What a refreshing and beautiful atmosphere was created in Athenaeum 2 by composer Nat Bartsch’s solo piano performance of her captivating, most gentle and serene compositions. She chose selections from the two highly acclaimed and well-loved albums, both ABC releases, both nominated for an ARIA award – Forever More (Best Jazz Album, 2020) and this year, Hope (Best Classical Album 2021).
While pregnant with her first child, Will, Bartsch was drawn to exploring the elements of music that are so therapeutic for both children and adults, and was inspired to compose a set of instrumental “lullabies”, artistically drawn from her knowledge and love of classical, jazz and contemporary genres. This program was a most honest, pure and engaging presentation, especially being a celebration of the piano as a rich source of tonal beauty, and an eternal fascination for humans of all ages. “Hope and Lullabies” – what a most relevant and valuable musical experience these unique pieces are able to offer in a world where tension, questioning, noise, speed and anxiety have become the norm. In the words of the composer, central elements of the traditional lullaby were connected to music therapy – “repetition, simple melody and harmony, soft sounds, tempos similar to a mother’s heartbeat. I kept coming back to my goal – to make an album that would not only soothe a baby, but an adult.” These lullabies have been streamed over four million times across the world, soothing, calming, touching, needed, applauded.
Very impressionistic was the introductory short relaxation, Breathing In And Out, a descriptive exercise with small, low beginnings, gentle patterns ascending from low to high, growing in confidence and colour. No child or audience member could have resisted the engagement. For Guy Smiley, Bartsch imitated the colours of a toy piano, with a gentle metallic shine given to a free, spatial, high lyrical melody, with her left hand providing her favourite device, hypnotic rocking ostinato patterns.

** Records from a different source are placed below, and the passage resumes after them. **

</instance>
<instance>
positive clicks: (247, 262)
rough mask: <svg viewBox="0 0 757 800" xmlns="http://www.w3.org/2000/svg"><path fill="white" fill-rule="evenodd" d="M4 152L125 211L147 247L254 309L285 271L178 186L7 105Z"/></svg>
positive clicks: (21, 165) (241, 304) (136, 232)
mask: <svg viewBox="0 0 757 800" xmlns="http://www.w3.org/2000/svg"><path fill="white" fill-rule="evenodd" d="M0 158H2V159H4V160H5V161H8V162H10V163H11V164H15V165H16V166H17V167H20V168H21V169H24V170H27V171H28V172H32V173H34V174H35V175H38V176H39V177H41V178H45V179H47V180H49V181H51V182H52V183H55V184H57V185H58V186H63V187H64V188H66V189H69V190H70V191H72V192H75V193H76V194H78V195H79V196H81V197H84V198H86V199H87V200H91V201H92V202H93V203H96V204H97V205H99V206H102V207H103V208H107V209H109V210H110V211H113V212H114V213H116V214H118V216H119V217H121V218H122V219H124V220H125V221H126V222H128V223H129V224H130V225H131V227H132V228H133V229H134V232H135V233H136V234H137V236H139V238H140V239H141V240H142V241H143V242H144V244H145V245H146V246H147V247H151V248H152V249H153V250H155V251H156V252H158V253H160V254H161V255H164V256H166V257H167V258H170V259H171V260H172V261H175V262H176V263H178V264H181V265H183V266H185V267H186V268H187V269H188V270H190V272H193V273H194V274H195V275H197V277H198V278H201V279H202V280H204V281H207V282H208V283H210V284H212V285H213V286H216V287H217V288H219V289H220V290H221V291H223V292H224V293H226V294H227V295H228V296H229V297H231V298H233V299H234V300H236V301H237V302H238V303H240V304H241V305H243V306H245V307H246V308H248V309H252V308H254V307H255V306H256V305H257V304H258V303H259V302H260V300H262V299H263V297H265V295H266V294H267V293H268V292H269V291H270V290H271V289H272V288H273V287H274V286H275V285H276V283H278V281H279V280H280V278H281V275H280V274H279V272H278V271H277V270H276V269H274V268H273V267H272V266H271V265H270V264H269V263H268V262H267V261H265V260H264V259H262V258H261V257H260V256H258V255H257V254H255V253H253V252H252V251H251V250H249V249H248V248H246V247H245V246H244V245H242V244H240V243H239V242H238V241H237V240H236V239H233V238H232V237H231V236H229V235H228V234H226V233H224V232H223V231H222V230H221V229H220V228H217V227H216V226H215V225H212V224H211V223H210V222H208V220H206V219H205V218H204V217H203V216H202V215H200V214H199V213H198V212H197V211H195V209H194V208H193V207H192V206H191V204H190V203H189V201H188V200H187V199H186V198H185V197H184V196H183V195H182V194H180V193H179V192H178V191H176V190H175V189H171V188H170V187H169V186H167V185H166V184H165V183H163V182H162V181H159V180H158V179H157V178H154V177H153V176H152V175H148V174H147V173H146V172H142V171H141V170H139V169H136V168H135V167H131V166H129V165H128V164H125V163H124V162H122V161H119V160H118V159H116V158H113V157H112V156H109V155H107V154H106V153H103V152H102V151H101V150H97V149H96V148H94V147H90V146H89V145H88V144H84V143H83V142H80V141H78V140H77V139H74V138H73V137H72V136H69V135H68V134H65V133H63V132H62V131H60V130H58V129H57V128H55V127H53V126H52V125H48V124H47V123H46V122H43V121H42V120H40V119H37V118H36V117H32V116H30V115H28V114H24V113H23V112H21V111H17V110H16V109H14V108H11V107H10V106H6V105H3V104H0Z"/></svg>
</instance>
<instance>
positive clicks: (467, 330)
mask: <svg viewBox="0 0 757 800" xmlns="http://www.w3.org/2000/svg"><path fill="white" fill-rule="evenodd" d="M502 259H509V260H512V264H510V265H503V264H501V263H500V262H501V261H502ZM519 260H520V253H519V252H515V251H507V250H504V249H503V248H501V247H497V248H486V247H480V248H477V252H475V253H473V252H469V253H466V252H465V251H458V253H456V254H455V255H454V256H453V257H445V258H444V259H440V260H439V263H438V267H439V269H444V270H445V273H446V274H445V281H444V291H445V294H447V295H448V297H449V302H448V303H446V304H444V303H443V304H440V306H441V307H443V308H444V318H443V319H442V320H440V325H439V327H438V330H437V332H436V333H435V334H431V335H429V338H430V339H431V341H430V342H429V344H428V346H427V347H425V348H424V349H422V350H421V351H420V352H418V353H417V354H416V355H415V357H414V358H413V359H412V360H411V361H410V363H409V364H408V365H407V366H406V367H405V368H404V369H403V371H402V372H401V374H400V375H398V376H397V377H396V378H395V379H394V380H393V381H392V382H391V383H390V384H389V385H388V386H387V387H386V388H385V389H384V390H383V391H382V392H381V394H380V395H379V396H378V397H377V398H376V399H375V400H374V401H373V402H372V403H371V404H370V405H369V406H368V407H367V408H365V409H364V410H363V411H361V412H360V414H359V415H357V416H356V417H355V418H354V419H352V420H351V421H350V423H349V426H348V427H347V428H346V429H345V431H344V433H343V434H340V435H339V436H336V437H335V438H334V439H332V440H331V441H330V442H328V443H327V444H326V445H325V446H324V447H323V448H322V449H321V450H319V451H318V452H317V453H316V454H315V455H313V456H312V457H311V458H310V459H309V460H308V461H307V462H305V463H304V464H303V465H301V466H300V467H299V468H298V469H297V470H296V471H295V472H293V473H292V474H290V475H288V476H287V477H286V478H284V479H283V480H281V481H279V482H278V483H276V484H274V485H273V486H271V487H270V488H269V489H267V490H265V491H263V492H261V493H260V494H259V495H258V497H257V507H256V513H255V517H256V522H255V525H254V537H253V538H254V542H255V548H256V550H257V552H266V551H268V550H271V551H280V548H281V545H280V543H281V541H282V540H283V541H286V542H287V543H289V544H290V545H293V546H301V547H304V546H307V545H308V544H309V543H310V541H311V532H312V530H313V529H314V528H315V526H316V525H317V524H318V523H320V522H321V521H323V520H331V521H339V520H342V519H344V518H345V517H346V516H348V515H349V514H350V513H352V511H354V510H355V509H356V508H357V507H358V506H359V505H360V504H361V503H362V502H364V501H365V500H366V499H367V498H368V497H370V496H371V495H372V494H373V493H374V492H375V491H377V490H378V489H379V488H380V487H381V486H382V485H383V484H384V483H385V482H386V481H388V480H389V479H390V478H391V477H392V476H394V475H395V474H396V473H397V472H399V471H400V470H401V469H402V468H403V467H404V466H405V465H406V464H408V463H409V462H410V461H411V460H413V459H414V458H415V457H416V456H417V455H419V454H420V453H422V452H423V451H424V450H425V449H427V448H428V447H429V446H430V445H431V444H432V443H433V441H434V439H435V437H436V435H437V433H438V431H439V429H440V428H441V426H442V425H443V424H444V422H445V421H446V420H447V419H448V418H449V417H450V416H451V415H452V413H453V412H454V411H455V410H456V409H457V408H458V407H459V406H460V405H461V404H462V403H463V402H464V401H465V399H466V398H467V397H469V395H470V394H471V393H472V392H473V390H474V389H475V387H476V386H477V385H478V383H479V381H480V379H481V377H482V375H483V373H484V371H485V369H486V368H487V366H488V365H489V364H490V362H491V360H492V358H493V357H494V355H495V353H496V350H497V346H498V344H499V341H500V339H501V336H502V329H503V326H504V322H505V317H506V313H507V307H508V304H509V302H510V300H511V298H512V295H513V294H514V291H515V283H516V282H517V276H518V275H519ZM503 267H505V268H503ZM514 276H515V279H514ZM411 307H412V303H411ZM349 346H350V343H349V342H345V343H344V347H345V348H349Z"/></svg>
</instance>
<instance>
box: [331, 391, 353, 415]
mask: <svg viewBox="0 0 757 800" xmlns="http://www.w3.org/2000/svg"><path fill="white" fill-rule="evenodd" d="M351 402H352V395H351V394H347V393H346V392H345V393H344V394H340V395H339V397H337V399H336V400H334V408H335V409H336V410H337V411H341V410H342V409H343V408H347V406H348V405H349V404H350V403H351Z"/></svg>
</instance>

Speaking to the audience, Bartsch spoke of the influences along her compositional path, the neo-classicists such as Max Richter, and her long experience in improvising, studying and playing jazz, which could be felt in exploratory, non-symmetrical melodies and polytonal, lush chords. So calm and quietly secure were the gentle rhythms of softly blanketed and varied ostinato patterns, we were able to become lost in the melodic patterns that floated in a borderland between keys. The dozen beautifully created pieces from the collections Forever and No Time At All ended with the appropriately titled piece, Emerging. Our quest for freedom felt quietly assured, with rising exploratory melodies, fuller textures, subtle harmonic relationships and Debussy-like gliding chords.
Bartsch has created an “essential service” where the beauty and simplicity of rhythm and uniquely designed and exquisite lyrical melodic patterns make her contemporary piano lullabies a rare and welcome experience. Thoughtfully written with a highly economical and concise language, these pieces will grow with new colours added in her future ensemble performances as we hear more of her distinct and special voice. Tonight’s music certainly gave us starry skies and a taste of dreamland.
Julie McErlain reviewed “Hope and Lullabies”, performed by composer Nat Bartsch, and live-streamed from Athenaeum 2 by Melbourne Digital Concert Hall on October 27, 2021.